It might have been easy to mistake Rotherham United head coach Paul Warne for Pep Guardiola on the touchline at the Etihad but it was rather easy to tell the difference between their two sides on the pitch. In this FA Cup third round tie, the gulf in quality ultimately told.
Manchester City were able to strike early and see off their Championship opposition with relative ease. Raheem Sterling scored City’s first in the 12th minute and from there the hosts were in control of this tie. Given that Rotherham have failed to win away from home this season, it was always going to be a tough ask to make it to the next round here against such formidable opponents.
Similarities between Warne and Guardiola go beyond looks
There was a moment, however, when the stewards near the touchline were about to point Warne towards the home dugout such is his resemblance to the City head coach. Beyond the bald heads, designer stubble, dress sense and trim physique, Warne also harbours Guardiola’s approach to the game. So much so that fans have started calling their team the Thrillers rather than the Millers.
Since Warne became coach, caretaker initially, in November 2016 after Kenny Jackett resigned, Rotherham have been down to the third tier and promoted again. The position he found Rotherham when he took charge was a fraught one, sitting bottom of the Championship with seven points from 18 matches. “It was horrendous,” Warne described.
Since then it has been a steep learning curve for the former Rotherham player who was unsure about how to address today’s game; “I am caught between a rock and a hard place. I’m caught between ‘look, let’s just have a right go and give the supporters something to be proud of’, and another part of my brain thinking ‘I don’t want to be humiliated’, a 10-0 perhaps.” In the end, the events rendered to the latter.
There was plenty of fight and courage from Rotherham but ultimately a lack of cutting edge. This was always going to be a respite for a team currently hovering above the Championship relegation zone, a trip to face the current Premier League champions doesn’t befall every coach and club and this was more an experience than anything else.
City’s quality shines through despite changes
City’s depth was shown when Guardiola made eight changes to the team that started against Liverpool on Thursday evening and their strength was barely affected. How the midfield three of Phil Foden, Ilkay Gundogan and Kevin De Bruyne were going to combine was one of the intriguing questions surrounding the hosts. Warne only made three changes to the side that beat Preston on New Years Day and they centred around the defence.
The amendments to Rotherham’s backline did not prevent them from conceding seven goals as City managed the most emphatic victory of Guaridola’s reign thus far. Sterling – one of the remnants from Thursday’s tussle – opened the scoring in the 12th minute, after De Bruyne found him with understated ease; it was the hosts’ fifth major opening of the match already.
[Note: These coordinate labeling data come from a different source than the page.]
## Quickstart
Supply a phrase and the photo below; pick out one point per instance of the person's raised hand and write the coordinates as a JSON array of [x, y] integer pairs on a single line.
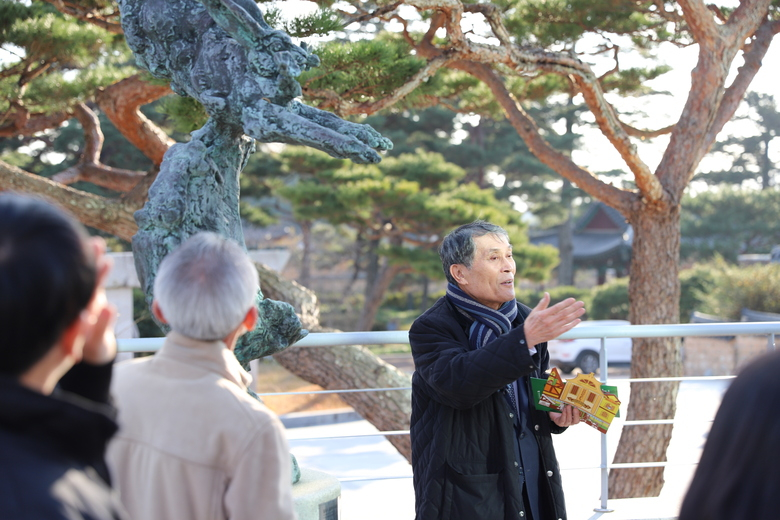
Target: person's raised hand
[[99, 316], [546, 323]]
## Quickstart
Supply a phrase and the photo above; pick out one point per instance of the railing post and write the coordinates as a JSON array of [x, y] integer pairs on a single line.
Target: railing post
[[604, 469]]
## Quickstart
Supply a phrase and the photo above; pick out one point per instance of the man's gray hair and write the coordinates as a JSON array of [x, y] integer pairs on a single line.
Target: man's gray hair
[[206, 286], [458, 246]]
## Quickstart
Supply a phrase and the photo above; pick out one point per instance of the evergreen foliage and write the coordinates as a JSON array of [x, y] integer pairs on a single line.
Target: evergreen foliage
[[755, 287], [730, 222], [748, 158]]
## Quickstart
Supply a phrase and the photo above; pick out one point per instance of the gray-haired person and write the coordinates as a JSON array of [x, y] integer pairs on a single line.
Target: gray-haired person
[[192, 442], [479, 447]]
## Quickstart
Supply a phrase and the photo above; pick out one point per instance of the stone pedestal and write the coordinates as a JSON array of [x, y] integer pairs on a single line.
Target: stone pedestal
[[316, 496]]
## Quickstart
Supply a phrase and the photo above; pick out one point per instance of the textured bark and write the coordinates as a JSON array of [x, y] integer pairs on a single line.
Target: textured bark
[[654, 299], [121, 102], [89, 168], [343, 367], [19, 122], [113, 216]]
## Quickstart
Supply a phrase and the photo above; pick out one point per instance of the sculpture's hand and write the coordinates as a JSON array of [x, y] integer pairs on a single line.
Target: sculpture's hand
[[367, 135]]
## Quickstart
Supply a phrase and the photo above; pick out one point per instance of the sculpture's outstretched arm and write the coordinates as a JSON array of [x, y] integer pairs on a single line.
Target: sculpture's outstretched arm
[[271, 123], [330, 120]]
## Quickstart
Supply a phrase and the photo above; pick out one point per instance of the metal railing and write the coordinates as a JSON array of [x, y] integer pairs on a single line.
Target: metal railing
[[326, 339]]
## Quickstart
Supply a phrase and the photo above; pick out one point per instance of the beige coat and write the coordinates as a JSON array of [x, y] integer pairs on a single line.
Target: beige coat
[[192, 444]]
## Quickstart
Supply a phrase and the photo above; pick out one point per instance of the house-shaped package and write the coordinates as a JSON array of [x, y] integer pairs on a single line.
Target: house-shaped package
[[597, 407]]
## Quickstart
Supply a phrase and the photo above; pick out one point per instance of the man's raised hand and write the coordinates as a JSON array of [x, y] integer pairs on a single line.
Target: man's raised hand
[[546, 323]]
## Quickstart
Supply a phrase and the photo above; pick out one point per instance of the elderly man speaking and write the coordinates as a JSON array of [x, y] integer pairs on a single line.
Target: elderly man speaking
[[479, 447]]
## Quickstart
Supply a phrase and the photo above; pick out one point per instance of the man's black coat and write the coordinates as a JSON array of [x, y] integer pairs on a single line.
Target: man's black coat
[[462, 427], [52, 450]]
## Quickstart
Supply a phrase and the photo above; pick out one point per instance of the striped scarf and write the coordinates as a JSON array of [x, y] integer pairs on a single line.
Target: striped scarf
[[488, 324]]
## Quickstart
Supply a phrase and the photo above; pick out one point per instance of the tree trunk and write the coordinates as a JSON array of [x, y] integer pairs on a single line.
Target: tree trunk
[[344, 367], [305, 274], [566, 249], [654, 299]]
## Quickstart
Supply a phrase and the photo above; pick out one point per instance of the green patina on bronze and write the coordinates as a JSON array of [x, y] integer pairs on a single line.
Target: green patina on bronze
[[223, 54]]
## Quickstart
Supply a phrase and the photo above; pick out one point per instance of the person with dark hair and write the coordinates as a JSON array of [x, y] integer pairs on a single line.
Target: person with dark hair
[[193, 444], [739, 471], [56, 352], [480, 449]]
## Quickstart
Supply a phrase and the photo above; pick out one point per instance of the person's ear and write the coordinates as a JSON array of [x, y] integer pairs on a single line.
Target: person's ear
[[157, 311], [72, 340], [250, 320], [456, 271]]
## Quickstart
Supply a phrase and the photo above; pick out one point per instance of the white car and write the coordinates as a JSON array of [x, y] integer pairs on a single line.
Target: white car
[[568, 354]]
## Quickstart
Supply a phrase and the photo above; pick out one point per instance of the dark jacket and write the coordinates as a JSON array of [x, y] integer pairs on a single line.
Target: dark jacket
[[462, 429], [52, 455]]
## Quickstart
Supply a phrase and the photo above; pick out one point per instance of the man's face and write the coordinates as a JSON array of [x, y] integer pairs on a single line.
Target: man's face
[[491, 278]]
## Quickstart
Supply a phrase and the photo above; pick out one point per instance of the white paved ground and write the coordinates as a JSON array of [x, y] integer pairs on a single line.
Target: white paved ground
[[577, 449]]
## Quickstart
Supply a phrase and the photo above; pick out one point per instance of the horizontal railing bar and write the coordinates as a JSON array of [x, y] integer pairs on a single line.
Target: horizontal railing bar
[[664, 421], [363, 479], [355, 435], [669, 379], [621, 465], [344, 391], [390, 337]]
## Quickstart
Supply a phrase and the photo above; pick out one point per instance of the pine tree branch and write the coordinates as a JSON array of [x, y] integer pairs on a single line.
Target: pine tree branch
[[342, 107], [365, 16], [89, 168], [529, 131], [121, 102], [709, 103], [18, 121], [92, 16], [645, 134], [113, 216], [701, 22], [753, 55], [526, 59]]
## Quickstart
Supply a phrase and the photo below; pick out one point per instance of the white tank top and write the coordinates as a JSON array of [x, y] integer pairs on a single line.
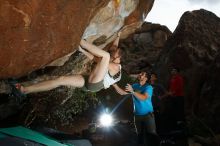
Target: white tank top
[[109, 80]]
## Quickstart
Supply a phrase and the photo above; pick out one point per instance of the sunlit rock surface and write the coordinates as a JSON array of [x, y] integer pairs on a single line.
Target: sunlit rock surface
[[36, 33], [194, 47]]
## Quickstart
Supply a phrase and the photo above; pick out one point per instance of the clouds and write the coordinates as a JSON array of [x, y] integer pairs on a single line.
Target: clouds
[[211, 2]]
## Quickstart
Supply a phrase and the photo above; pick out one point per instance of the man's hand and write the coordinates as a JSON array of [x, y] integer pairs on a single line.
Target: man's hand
[[129, 88]]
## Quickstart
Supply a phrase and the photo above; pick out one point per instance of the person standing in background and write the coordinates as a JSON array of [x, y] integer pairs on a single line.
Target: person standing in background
[[143, 110]]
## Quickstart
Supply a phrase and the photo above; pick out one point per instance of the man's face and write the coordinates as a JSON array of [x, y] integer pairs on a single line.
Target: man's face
[[153, 77], [173, 71], [142, 76]]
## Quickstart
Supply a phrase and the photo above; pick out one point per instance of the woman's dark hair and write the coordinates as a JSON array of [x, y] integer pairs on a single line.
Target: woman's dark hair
[[113, 50]]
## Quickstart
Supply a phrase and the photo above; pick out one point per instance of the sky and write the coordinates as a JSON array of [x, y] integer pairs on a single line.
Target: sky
[[168, 12]]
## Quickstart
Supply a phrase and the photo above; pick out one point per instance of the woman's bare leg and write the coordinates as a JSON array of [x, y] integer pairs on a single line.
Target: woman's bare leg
[[102, 67], [73, 80]]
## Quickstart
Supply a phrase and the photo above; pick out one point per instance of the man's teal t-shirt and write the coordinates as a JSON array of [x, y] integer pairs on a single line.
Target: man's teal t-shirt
[[143, 107]]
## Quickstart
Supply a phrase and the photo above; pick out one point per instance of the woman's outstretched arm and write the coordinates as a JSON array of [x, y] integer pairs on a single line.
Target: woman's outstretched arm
[[116, 41]]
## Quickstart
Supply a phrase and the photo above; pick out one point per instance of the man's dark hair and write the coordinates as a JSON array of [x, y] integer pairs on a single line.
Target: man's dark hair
[[176, 68]]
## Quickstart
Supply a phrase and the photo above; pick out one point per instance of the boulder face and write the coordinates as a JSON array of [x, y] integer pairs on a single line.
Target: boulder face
[[142, 48], [35, 33], [194, 47]]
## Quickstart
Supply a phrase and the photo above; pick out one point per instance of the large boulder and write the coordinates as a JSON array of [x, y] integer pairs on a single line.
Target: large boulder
[[194, 47], [36, 33]]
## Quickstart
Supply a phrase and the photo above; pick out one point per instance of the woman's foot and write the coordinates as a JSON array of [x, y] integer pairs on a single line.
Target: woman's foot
[[17, 89]]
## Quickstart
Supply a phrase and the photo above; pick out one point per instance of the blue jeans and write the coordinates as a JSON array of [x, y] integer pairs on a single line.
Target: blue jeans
[[146, 129]]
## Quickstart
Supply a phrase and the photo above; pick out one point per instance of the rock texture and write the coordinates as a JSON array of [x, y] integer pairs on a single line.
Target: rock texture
[[47, 47], [194, 47], [35, 33], [142, 48]]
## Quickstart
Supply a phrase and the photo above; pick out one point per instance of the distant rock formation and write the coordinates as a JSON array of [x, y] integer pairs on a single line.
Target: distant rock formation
[[194, 47]]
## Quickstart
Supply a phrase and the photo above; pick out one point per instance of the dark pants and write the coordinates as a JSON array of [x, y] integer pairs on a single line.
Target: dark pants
[[177, 103], [146, 130]]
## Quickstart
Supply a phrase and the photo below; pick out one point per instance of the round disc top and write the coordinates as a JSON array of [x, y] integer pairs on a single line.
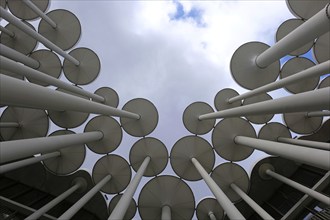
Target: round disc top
[[191, 147], [153, 148], [166, 190], [119, 170]]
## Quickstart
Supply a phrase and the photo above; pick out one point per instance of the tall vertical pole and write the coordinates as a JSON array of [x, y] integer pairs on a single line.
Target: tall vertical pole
[[223, 200]]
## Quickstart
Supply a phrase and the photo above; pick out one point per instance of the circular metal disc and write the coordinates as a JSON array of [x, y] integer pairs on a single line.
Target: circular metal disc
[[273, 131], [148, 117], [131, 210], [221, 99], [321, 49], [208, 205], [223, 137], [287, 27], [119, 170], [22, 42], [170, 191], [245, 70], [191, 147], [22, 11], [87, 70], [68, 119], [325, 83], [50, 64], [293, 66], [299, 123], [112, 134], [228, 173], [110, 96], [191, 121], [67, 31], [153, 148], [307, 8], [71, 158], [258, 119], [33, 123]]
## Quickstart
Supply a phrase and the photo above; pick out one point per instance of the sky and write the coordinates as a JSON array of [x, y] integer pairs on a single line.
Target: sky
[[172, 53]]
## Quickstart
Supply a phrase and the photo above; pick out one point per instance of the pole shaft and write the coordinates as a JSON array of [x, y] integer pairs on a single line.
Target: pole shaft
[[26, 29], [13, 150], [314, 71], [83, 200], [15, 165], [306, 143], [308, 31], [308, 101], [121, 207], [316, 195], [223, 200], [16, 92], [313, 157], [263, 214]]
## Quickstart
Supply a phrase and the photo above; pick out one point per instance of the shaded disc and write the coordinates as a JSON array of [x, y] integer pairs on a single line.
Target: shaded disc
[[228, 173], [119, 170], [223, 137], [49, 63], [321, 49], [245, 71], [148, 117], [307, 8], [325, 83], [70, 160], [166, 190], [67, 31], [131, 210], [110, 96], [299, 123], [296, 65], [258, 119], [273, 131], [32, 123], [191, 121], [208, 205], [153, 148], [87, 70], [287, 27], [112, 134], [22, 11], [222, 97], [68, 119], [22, 42], [191, 147]]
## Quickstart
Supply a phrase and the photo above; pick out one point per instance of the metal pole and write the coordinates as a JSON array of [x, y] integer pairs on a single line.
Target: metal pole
[[121, 207], [16, 92], [315, 71], [166, 213], [316, 195], [54, 202], [17, 149], [305, 143], [26, 29], [307, 101], [83, 200], [17, 56], [15, 165], [223, 200], [314, 157], [34, 8], [263, 214], [26, 71], [308, 31]]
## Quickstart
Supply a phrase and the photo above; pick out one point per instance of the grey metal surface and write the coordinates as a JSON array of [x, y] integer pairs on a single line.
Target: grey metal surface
[[190, 118]]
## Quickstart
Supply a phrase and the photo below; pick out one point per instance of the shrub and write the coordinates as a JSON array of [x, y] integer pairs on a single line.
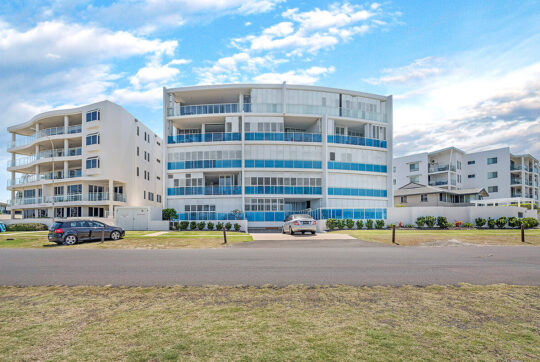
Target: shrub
[[369, 224], [26, 227], [430, 221], [442, 222], [480, 222], [182, 225], [501, 222]]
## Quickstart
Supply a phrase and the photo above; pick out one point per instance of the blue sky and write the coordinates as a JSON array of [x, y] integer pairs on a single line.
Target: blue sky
[[463, 73]]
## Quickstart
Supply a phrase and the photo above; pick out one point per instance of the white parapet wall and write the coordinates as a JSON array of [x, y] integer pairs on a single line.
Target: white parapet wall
[[408, 215]]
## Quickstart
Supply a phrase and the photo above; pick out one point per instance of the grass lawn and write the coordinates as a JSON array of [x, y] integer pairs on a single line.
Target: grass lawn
[[497, 322], [133, 240], [418, 237]]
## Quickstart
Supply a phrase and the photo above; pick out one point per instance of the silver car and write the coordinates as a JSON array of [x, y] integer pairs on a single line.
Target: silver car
[[299, 223]]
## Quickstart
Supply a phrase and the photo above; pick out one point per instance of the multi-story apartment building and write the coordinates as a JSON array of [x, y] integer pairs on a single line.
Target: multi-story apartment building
[[503, 174], [83, 162], [264, 151]]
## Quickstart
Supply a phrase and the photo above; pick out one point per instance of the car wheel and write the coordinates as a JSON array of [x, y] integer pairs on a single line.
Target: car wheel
[[70, 240]]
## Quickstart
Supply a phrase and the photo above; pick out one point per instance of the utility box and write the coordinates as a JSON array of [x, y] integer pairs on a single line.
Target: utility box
[[140, 218]]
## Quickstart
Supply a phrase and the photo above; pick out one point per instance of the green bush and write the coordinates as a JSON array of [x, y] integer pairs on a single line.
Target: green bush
[[514, 222], [501, 222], [480, 222], [442, 222], [430, 221], [26, 227]]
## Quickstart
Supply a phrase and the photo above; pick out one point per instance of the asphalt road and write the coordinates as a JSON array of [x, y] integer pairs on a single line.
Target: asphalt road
[[322, 263]]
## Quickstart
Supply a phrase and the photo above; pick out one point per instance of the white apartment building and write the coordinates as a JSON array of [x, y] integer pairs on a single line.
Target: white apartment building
[[502, 174], [83, 162], [263, 151]]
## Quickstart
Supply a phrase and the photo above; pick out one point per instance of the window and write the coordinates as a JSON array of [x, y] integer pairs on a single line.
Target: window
[[92, 139], [92, 162], [94, 115]]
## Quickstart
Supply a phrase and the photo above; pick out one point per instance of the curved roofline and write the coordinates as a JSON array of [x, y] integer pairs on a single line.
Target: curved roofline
[[55, 112], [275, 86]]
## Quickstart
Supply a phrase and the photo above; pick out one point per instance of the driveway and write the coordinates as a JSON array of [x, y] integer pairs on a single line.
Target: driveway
[[316, 263]]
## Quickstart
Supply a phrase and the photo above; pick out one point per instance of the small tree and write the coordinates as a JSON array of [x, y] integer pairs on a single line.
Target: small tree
[[480, 222], [168, 214], [501, 222]]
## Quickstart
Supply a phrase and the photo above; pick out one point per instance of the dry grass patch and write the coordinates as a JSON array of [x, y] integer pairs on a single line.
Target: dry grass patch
[[327, 323], [419, 237]]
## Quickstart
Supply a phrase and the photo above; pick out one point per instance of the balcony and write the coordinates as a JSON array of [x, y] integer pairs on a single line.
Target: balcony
[[357, 141], [54, 131], [204, 137], [285, 137], [441, 168], [204, 190], [70, 152]]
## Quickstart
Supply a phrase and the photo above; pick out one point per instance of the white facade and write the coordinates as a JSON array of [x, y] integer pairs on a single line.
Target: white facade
[[501, 173], [270, 150], [84, 162]]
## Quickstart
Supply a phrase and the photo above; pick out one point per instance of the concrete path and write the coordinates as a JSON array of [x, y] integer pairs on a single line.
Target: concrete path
[[344, 262]]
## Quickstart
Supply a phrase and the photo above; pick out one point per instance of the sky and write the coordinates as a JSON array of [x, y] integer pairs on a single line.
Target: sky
[[462, 73]]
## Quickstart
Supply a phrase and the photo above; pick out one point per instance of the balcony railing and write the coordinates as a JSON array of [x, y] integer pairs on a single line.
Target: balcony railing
[[205, 190], [61, 152], [280, 136], [46, 133], [222, 108], [357, 141], [440, 168], [205, 137]]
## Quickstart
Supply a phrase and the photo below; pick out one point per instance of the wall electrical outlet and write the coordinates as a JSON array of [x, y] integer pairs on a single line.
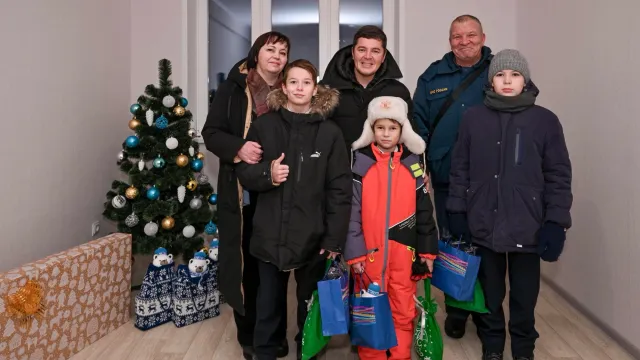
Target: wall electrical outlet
[[95, 227]]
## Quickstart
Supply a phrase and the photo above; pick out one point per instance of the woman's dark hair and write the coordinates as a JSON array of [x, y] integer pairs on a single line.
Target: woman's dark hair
[[371, 32], [270, 37], [302, 64]]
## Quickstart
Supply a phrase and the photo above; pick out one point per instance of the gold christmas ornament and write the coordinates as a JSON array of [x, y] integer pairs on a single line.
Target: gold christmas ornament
[[131, 192], [168, 223], [182, 160], [178, 110], [134, 123], [26, 304]]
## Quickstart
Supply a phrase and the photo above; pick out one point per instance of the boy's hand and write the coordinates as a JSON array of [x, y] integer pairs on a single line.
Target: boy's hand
[[429, 263], [358, 267], [332, 255], [279, 172]]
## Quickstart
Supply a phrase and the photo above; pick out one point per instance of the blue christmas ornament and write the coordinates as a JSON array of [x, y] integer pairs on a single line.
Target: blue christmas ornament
[[158, 162], [162, 122], [132, 141], [153, 193], [197, 164], [210, 228]]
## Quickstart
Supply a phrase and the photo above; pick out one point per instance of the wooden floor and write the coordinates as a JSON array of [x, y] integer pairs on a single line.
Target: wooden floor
[[564, 334]]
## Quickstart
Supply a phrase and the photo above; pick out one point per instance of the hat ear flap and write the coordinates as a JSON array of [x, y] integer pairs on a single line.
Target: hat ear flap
[[365, 139]]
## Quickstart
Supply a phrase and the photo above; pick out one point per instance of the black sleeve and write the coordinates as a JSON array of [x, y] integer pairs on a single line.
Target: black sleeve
[[459, 175], [556, 168], [338, 194], [216, 132], [255, 177], [425, 223]]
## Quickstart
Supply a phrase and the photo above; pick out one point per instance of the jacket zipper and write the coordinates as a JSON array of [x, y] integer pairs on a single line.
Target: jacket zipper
[[518, 150], [299, 170], [386, 221]]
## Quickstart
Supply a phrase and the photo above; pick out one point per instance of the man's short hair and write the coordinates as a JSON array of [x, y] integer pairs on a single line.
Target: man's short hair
[[465, 18], [371, 32]]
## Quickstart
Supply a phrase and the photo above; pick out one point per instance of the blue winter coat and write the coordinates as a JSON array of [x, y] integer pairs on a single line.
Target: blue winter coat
[[510, 173], [434, 86]]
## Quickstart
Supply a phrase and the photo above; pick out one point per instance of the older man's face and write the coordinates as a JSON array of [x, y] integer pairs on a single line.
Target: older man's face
[[466, 40]]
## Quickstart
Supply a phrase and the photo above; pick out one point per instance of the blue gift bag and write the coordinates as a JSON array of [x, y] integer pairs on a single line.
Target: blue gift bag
[[154, 305], [372, 321], [455, 271], [333, 295]]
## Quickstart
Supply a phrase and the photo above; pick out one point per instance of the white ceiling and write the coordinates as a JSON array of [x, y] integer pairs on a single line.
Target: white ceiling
[[289, 12]]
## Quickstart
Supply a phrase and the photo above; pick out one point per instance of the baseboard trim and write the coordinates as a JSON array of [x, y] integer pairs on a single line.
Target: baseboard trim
[[614, 334]]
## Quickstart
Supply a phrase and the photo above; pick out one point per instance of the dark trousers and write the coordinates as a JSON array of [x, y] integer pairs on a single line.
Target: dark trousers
[[272, 304], [440, 195], [524, 282], [250, 282]]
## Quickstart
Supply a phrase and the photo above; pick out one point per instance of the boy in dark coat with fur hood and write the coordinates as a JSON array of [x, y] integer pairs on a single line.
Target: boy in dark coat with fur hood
[[302, 215], [510, 192]]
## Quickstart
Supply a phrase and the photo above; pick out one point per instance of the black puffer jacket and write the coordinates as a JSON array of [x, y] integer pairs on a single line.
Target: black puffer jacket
[[310, 210], [351, 113], [511, 173]]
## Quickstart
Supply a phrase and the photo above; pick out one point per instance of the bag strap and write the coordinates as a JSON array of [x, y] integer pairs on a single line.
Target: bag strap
[[455, 94]]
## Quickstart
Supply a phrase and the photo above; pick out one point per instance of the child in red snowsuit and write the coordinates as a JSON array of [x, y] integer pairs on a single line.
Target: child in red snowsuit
[[392, 226]]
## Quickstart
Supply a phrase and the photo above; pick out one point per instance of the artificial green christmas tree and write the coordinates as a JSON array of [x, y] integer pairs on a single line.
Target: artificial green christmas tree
[[167, 200]]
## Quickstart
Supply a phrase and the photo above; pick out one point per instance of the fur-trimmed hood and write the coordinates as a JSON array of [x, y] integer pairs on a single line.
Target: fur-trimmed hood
[[322, 104]]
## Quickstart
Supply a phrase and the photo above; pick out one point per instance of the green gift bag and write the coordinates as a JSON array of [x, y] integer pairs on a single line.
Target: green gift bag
[[312, 339], [476, 305], [427, 336]]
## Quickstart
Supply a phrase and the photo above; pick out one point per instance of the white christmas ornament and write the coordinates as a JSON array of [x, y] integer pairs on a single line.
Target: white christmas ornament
[[151, 229], [188, 231], [168, 101], [171, 143], [149, 115]]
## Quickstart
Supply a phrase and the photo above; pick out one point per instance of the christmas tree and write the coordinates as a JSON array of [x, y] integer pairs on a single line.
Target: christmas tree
[[166, 201]]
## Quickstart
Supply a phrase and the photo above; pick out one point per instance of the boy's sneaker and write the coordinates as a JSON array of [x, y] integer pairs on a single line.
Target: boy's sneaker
[[492, 356]]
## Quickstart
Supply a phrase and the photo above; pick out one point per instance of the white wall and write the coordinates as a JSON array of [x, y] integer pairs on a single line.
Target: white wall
[[65, 75], [584, 58], [424, 30]]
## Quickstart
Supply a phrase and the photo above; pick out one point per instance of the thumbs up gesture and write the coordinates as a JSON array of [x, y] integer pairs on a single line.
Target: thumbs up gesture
[[279, 172]]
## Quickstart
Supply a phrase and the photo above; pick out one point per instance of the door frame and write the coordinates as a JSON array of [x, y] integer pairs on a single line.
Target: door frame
[[195, 47]]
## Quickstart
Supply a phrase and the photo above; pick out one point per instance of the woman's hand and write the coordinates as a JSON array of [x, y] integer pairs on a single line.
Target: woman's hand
[[250, 152], [429, 263], [358, 267], [279, 172], [331, 255]]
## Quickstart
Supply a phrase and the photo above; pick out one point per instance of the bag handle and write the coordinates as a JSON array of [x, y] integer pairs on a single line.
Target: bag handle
[[454, 96]]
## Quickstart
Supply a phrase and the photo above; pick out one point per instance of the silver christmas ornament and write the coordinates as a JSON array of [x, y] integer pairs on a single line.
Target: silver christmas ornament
[[171, 143], [118, 202], [195, 203], [149, 115], [168, 101], [203, 179], [151, 229], [131, 220], [188, 231]]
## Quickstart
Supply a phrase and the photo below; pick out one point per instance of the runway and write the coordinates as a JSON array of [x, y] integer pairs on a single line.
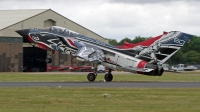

Rotherham would have gone into the break encouraged having been relatively expansive compared to most of the sides that have faced Guardiola’s team this season, but two late goals ensured that Warne had to adjust his team talk to limit the embarrassment.
City’s dominance tells in the second half
City’s second was rather lucky, it certainly didn’t resemble the purist football that the head coach demands. Gundogan’s sand wedge of a pass was met by a stray touch from Foden which fooled goalkeeper Marek Rodak. The third was an own goal by Semi Ajayi as he inadvertently provided the final touch when trying to deny Sterling a tap-in.
In the second half, Gabriel Jesus eventually got his goal after Sterling gift-wrapped the opportunity. The Brazilian wracked up plenty of chances in the first half but his lack of conviction and confidence was apparent once more. A tucked finish from Riyad Mahrez followed in the 73rd minute following a Gundogan cutback. It was a bullet header from Nicolas Otamendi that gave city their sixth before Leroy Sane came off the bench to finish the scoring off with a shot five minutes from time.
Guardiola removed De Bruyne with the game long won, a relief to Warne and the Rotherham players. They had tried but failed to tame a beast that was purring; they themselves were luckless and hapless. City meanwhile were emphatic.